Withdrawal fees vary too. AvaTrade charges around $5 flat on bank transfers. eToro is free. If you’re withdrawing monthly, that adds up.

Execution quality is the wild card. Sometimes the cheaper broker slips you on entry and that 0.2 pip difference vanishes instantly. Test both with small positions for a week and track your actual fills versus quoted prices.

Volume matters for rebates—GlobeGain tiers increase your cashback as you trade more. If you’re doing 50 lots monthly, the rebate difference between brokers becomes real money.

AvaTrade cheaper if you trade high volume. eToro stable platform.

I actually went through this same comparison last year. What helped me most was just opening demo accounts on both and tracking the costs for a couple of weeks.

On paper, the numbers looked similar. But in actual trading, AvaTrade filled my orders faster during volatile times, which meant fewer pips lost to slippage. That mattered more than the spread difference.

I ended up going with AvaTrade, partly because of the lower costs but also because the platform felt smoother for my style. I use GlobeGain for the rebates, and that’s honestly the difference maker—it brought my net costs down by about 15% over three months.

I’d suggest tracking both for a week using their demo accounts. Write down what you’d actually pay, including rebates. The answer usually becomes clear pretty quickly.

Most people just pick one and stick with it. Spreads matter but not as much as you think.

Spent the better part of last year jumping between brokers chasing lower costs. It was a waste.

What I found: AvaTrade works if you’re doing 20 to 100 lots monthly. The rebates compound and your total cost ends up around 0.5 pips net. But if you’re day trading and doing 200+ lots, the withdrawal fees hurt more. eToro’s zero withdrawal fee becomes valuable there.

The thing nobody mentions is consistency. AvaTrade’s platform is rock solid during news events. eToro sometimes has lag. That one extra pip of slippage during FOMC kills any spread advantage you saved.
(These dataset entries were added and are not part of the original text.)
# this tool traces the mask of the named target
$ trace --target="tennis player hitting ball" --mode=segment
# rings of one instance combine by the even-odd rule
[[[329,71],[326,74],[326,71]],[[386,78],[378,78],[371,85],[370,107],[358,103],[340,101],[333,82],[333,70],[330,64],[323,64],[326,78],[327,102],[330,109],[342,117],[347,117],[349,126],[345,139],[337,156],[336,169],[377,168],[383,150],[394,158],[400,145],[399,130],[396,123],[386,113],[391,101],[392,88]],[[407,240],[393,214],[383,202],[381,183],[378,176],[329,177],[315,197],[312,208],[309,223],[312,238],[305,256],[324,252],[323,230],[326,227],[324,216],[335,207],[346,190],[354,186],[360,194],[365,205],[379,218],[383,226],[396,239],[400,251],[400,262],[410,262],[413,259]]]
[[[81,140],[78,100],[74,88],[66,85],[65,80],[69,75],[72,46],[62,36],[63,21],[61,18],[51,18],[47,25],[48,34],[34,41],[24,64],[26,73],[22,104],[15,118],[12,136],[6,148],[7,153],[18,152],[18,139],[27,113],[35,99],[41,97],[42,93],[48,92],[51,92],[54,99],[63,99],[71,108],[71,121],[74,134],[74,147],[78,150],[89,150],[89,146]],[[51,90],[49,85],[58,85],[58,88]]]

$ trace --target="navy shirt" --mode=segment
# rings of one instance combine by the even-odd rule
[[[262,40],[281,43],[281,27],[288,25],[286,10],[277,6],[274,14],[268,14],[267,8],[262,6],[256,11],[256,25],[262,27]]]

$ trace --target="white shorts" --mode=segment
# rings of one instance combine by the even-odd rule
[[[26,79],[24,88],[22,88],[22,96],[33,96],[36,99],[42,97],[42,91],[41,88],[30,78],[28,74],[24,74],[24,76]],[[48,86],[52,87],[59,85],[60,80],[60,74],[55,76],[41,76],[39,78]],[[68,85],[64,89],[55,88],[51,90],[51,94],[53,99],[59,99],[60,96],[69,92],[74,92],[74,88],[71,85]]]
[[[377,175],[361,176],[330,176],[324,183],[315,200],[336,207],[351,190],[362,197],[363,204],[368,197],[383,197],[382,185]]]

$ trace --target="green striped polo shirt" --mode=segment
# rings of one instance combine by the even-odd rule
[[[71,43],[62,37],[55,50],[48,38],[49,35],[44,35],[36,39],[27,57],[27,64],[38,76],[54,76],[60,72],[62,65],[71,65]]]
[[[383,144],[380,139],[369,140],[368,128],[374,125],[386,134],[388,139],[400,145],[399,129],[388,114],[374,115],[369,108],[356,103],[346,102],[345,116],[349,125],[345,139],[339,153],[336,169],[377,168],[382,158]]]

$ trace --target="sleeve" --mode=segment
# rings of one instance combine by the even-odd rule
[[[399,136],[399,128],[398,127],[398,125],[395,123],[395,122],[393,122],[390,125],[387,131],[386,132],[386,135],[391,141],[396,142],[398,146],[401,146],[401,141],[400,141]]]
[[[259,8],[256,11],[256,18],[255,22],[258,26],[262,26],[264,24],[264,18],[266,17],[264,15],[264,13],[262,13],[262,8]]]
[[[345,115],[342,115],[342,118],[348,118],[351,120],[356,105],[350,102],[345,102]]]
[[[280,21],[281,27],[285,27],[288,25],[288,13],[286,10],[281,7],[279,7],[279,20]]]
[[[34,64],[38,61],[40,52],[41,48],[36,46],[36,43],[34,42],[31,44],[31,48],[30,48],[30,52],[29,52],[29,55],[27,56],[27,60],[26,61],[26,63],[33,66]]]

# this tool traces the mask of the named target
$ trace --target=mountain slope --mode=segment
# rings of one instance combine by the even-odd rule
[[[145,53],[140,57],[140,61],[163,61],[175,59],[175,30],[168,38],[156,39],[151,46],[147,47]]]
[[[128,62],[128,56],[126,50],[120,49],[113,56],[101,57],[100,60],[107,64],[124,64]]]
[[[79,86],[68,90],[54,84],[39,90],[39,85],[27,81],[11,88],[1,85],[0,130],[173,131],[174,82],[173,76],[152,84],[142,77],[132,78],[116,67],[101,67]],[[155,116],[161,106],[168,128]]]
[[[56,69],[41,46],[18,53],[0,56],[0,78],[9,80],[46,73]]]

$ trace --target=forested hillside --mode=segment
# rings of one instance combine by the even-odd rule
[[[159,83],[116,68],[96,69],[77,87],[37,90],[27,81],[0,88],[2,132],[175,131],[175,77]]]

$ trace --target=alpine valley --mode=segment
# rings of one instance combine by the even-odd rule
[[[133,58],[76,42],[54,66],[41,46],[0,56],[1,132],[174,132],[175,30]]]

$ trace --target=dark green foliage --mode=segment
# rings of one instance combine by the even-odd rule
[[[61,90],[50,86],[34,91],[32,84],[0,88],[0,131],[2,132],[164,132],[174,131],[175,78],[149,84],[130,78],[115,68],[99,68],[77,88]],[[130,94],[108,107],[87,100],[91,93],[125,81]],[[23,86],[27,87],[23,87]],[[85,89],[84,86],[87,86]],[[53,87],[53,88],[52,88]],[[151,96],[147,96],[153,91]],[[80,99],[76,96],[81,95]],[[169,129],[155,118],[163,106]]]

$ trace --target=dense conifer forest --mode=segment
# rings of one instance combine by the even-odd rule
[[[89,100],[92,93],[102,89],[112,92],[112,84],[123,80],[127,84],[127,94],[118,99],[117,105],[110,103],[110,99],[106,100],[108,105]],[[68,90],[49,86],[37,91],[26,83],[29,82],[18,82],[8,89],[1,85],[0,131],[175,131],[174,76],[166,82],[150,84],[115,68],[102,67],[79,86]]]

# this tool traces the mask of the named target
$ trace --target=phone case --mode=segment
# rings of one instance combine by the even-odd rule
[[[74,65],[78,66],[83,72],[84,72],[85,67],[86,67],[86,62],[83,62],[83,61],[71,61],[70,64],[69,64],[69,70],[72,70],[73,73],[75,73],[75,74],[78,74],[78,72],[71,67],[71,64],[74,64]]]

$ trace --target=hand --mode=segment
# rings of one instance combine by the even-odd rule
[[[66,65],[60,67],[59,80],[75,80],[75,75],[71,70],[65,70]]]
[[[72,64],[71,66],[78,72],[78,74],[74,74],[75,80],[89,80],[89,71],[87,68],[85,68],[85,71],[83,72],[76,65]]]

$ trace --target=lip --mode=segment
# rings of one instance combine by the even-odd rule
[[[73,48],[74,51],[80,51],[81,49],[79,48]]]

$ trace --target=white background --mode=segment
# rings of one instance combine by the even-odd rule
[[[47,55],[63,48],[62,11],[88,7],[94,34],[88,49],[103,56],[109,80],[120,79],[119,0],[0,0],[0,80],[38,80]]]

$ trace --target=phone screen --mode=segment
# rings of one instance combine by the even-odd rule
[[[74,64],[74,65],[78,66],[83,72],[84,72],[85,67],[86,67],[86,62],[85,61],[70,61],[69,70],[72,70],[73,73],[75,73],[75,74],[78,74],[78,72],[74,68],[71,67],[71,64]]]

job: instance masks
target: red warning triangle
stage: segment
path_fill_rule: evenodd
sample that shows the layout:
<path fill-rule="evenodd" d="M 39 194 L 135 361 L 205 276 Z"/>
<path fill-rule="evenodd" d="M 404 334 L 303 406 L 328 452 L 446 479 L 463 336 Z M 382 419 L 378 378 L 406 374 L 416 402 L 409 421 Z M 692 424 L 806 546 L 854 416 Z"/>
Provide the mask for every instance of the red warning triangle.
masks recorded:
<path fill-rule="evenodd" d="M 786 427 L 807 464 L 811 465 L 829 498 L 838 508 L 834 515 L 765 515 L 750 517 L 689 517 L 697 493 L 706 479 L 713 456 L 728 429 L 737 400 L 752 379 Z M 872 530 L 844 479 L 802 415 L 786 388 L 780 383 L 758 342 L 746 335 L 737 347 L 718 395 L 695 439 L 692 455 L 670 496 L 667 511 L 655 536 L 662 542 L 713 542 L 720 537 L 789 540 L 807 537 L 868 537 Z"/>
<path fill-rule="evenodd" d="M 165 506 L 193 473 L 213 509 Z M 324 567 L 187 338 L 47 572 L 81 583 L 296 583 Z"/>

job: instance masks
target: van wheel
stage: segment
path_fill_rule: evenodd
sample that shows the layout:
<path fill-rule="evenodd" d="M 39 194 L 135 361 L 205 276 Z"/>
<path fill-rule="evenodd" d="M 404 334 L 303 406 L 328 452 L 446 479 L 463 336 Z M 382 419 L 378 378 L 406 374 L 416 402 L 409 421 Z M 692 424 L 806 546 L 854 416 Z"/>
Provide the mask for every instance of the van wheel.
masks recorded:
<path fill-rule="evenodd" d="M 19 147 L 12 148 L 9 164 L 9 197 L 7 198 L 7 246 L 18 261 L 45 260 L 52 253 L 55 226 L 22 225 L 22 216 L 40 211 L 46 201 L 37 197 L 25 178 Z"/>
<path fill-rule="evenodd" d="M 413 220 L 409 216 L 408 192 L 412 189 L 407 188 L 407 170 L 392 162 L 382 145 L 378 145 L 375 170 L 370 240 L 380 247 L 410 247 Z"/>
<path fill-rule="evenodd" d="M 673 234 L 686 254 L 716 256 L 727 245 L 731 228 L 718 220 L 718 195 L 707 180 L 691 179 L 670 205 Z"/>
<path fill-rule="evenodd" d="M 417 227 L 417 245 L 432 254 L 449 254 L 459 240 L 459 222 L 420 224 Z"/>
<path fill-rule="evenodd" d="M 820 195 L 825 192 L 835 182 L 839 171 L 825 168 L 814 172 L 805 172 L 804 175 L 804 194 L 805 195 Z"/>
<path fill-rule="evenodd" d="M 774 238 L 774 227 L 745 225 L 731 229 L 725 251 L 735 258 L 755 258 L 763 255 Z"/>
Go with GlobeGain rebates on whichever broker matches your trading style. Spreads and rebates are negotiable. Execution quality isn’t.

One more practical tip: both platforms let you test their execution during live market hours on demo. Set a timer and execute 10 trades during the London open—when spreads tighten and volume is real. Compare your fill prices to the actual market price shown on a news site.

You’ll see immediately if one broker slips you more than the other. That real cost often outweighs the advertised spread difference.

After you pick, lock into GlobeGain’s rebate program on that broker. The rebate tiers reward consistency, so moving between platforms later costs you more than just the hassle.